Sınırlarımızda gerçekleşen ve ölümden kaçan insanların sığındığı ülke olarak terörle mücadele bakımından yeni bir zihniyete gereksinimimiz olduğu açıktır. Özellikle Ortadoğu’da yaşanan savaşlar, kan ve insanların gördüğü zulüm karşısında; silahlı eylemleri ve terörün tanımını yeniden düşünmek gerekiyor.
Birleşmiş Milletler Genel Kurulu terör eylemlerini; " insan haklarını, temel özgürlükleri ve demokrasiyi yıkma amacı güden, Devletlerin toprak bütünlüğünü ve güvenliğini tehdit eden, meşru olarak kurulmuş Hükümetleri istikrarsızlığa uğratan, çoğulcu sivil toplumu tehlikeye atan ve Devletlerin ekonomik ve sosyal kalkınması üzerinde olumsuz sonuçlar doğuran faaliyetler" ( 17.12.1999. Karar No. 54/164) olarak tanımlamıştır.

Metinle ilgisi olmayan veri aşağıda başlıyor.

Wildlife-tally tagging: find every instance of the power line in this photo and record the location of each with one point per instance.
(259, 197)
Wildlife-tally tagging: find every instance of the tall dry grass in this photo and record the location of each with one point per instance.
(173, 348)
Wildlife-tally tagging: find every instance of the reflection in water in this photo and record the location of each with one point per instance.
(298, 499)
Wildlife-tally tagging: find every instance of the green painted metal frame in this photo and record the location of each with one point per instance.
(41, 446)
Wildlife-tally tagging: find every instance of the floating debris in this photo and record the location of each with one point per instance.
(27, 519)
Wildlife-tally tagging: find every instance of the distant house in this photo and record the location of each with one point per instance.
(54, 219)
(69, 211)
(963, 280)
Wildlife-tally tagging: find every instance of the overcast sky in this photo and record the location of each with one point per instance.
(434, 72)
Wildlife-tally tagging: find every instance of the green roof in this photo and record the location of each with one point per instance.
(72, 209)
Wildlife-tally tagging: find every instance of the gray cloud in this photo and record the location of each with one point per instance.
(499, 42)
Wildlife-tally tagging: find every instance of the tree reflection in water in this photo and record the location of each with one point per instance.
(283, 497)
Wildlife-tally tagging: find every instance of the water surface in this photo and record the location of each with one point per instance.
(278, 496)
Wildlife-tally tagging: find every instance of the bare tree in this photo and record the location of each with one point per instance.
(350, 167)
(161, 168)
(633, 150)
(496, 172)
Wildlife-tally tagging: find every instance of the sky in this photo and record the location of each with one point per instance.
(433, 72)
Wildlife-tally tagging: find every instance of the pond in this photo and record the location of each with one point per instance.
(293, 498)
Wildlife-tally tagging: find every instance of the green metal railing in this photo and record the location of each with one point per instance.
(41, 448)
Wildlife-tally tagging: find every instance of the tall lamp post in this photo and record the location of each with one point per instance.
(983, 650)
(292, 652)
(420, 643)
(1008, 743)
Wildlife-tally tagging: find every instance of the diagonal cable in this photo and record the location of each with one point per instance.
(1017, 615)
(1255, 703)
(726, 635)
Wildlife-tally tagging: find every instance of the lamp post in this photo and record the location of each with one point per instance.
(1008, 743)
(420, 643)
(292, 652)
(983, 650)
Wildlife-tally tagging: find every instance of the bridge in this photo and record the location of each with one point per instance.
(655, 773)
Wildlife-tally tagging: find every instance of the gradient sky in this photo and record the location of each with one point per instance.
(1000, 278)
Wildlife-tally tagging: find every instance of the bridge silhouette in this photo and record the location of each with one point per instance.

Terör eylemlerinin faili, düzenleyicisi ve maddi destekçisi olduğundan şüphelenilen kişilerin mahkeme önüne çıkartılması bütün devletlerin yükümlülüğüdür (12 Eylül 2011 BM Güvenlik Konseyi'nin 1368 sayılı kararı). Güvenlik Konseyi, bu amaçla devletleri acilen işbirliğine çağırmıştır. Bu çağrı gereği Devletler, terörü yaratan nedenleri ortadan kaldırmak için çaba göstermelidir.
Devletlerin asli görevinin, kendi halklarını “olası terör eylemlerine karşı korumak olduğunu" vurgulayan Avrupa Konseyi Bakanlar Komitesinin 11 Temmuz 2002 tarihli 804. toplantısında kabul edilen "İnsan Hakları ve Terörle Mücadele Hakkındaki İlkeler" hakkındaki tavsiye kararı, terörle mücadelede önemli bir siyasi/hukuki belgedir.
Terör büyük bir sorun olsa dahi; insan haklarının, hukukun üstünlüğünün ve çoğulcu demokrasinin korunması gerekir. Olağanüstü her yönetim ve tercih edilen güvenlik tedbirinin hukuka aykırı her uygulaması, özgürlüklerden adım adım vazgeçmek demektir.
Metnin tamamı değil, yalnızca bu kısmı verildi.